Why Many Believe This to Be Deception
Minimal Organisational Value-add
The criticism is that BBL Esports appears to have leveraged PCIFIC’s functional roster and merely supported them structurally to capture a franchise slot. That model raises questions: is this genuine team development, or simply a buy-in path to tier-one by outsourcing the competitive component? From the public data we have: the roster existed, competed, won. But the organisational narrative of “building a brand, investing infrastructure, growing community” appears less emphasised. Some in the community flagged that BBL’s previous roster had placed poorly, yet the affiliate structure allowed a new entity to ascend.

The After-Promotion Strategy
Reports suggest that once the Ascension slot was secured, the affiliate partnership must be dissolved under regulation (one franchise slot per partner team in region). In this case BBL PCIFIC will compete under PCIFIC Esports alone in 2026 unless acquisition occurs. This again fuels the claim of a “rota-loan” or “contract-play” model: run a roster to ascend, then shift organisational identity.
Community Backlash
Fans and commentators argue this undermines trust in the competitive pathway. The quote from the online discussion reflects frustration: if organisations can effectively rent a roster and capture slots, where is the incentive for organic team building and regional growth? The larger ecosystem may bear the cost of this precedent.

The Implications for the Ecosystem

For Teams and Organisations
The precedent set here may encourage organisations to adopt affiliate models purely for promotion. This could drive inflation in player contracts, speculative partnerships and restructure the competitive ladder into a transactional system rather than merit-based growth.
For Riot’s Regulation Strategy
This case places pressure on Riot to revisit rules around affiliate partnerships, organisational ownership, roster mobility and post-promotion obligations. Riot’s acknowledgement that this wasn’t “the way we intended this to happen” signals potential regulatory amendments ahead.
For the Competitive Integrity
If the impression in the community is such that advancement positions can be “bought” and not earned, then the integrity of the league structure could fall apart.

For Players
For players, increased mobility may appear positive — they have opportunity to move once promotion is achieved. But it also raises concerns: are players being used purely as part of an organisational vehicle to gain access, rather than being invested in long-term? Contract transparency, representation and career sustainability become focal.

What Should Be Done?
1. Clearer Affiliates Regulation
Riot should clarify what constitutes an affiliate, how partner organisations operate in ascension, how much infrastructure they must provide, and what happens to roster and organisation post-promotion.

2. Post-Promotion Obligations
Teams that ascend should have minimum obligations: maintain organisational continuity, demonstrate growth, community engagement, and region development.
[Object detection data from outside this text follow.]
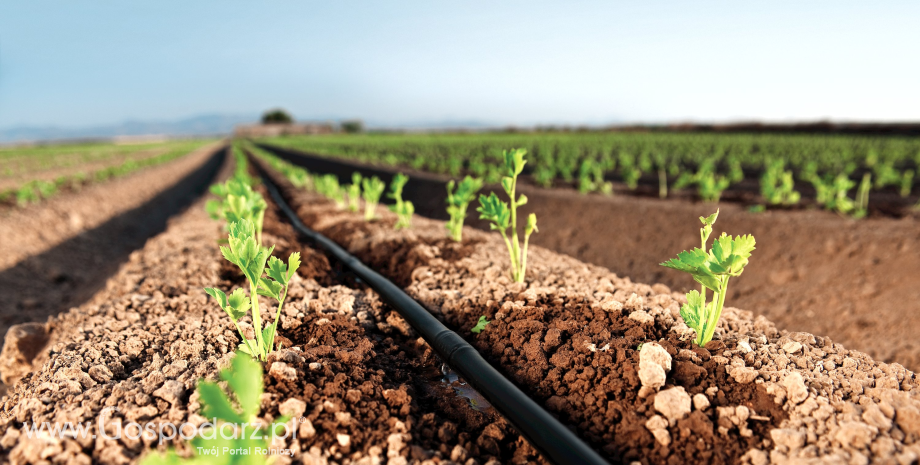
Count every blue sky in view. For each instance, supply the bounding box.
[0,0,920,128]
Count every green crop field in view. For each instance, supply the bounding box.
[261,132,920,216]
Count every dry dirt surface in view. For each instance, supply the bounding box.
[0,144,224,342]
[523,188,920,370]
[264,164,920,464]
[0,191,542,465]
[255,145,920,370]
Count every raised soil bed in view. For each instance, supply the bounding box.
[258,160,920,463]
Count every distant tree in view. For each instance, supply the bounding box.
[342,119,364,134]
[262,108,294,124]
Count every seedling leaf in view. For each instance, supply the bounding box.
[470,315,491,334]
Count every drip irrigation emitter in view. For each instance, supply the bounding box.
[250,155,607,465]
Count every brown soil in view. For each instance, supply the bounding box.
[256,162,920,463]
[512,183,920,370]
[0,145,223,348]
[0,184,542,465]
[256,143,920,370]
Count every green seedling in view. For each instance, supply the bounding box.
[205,219,300,361]
[470,315,491,334]
[578,158,613,195]
[619,152,642,191]
[313,174,345,208]
[361,176,387,221]
[387,173,415,229]
[760,160,802,205]
[141,352,290,465]
[533,163,556,187]
[205,176,268,244]
[661,211,755,347]
[476,149,538,283]
[445,176,482,242]
[811,173,868,218]
[281,164,313,190]
[900,170,914,198]
[853,173,872,218]
[345,172,361,212]
[697,171,731,202]
[16,182,42,207]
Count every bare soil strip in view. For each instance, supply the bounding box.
[255,143,920,370]
[0,146,225,352]
[0,190,542,465]
[260,161,920,464]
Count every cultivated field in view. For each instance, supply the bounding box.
[0,134,920,465]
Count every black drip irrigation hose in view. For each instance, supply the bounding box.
[253,163,608,465]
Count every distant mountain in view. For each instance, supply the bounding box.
[0,115,259,143]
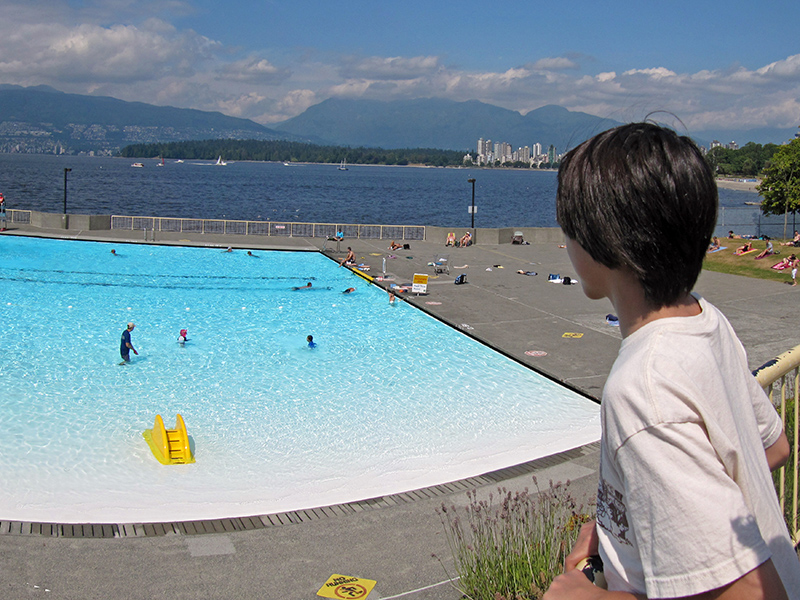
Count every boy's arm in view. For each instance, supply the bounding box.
[765,431,792,471]
[543,560,787,600]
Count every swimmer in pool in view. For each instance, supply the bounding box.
[339,246,356,267]
[119,323,139,365]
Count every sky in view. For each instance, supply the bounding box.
[0,0,800,133]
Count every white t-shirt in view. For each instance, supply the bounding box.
[597,298,800,599]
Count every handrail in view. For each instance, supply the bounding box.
[753,346,800,546]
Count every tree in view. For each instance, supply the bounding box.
[757,139,800,215]
[757,139,800,238]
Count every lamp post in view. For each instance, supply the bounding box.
[467,177,475,230]
[64,167,72,214]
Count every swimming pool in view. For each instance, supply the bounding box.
[0,237,599,523]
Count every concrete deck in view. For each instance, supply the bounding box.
[0,225,800,600]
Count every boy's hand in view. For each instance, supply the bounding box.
[542,569,607,600]
[564,519,599,579]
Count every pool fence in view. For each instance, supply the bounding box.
[7,206,800,244]
[1,209,564,244]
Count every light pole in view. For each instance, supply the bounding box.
[64,167,72,214]
[467,177,475,230]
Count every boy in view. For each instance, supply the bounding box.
[545,123,800,600]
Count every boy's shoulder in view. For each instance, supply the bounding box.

Otherwise, the risk is a “promotion rental” model.
3. Contract Transparency and Player Rights
Players must have clarity on their status post-promotion: will the organisation remain the same? Will they lose access? Riot’s emphasis on player mobility is positive, but rights and obligations must be clear.
4. Monitor Competitive Outcomes
If affiliate-led promotions become dominant, Riot may want to monitor whether competitive integrity is compromised: are teams genuinely growing or just slot-hoppers?

5. Communicate to Community
To maintain trust, Riot and organisations must communicate clearly what promotion means, how organisations invest, and how players and fans benefit. If this becomes opaque, grassroots support will wane.
Conclusion
BBL Esports and PCIFIC Esports (as BBL PCIFIC) followed the rules but clearly tested their limits. By reaching VCT through an affiliate model instead of organic growth, they exposed flaws in Riot’s promotion system. Riot acknowledged the issue without penalties, leaving room for similar cases in the future. To protect the integrity of competition, promotion must reward genuine team development — not short-term affiliations built purely for advancement.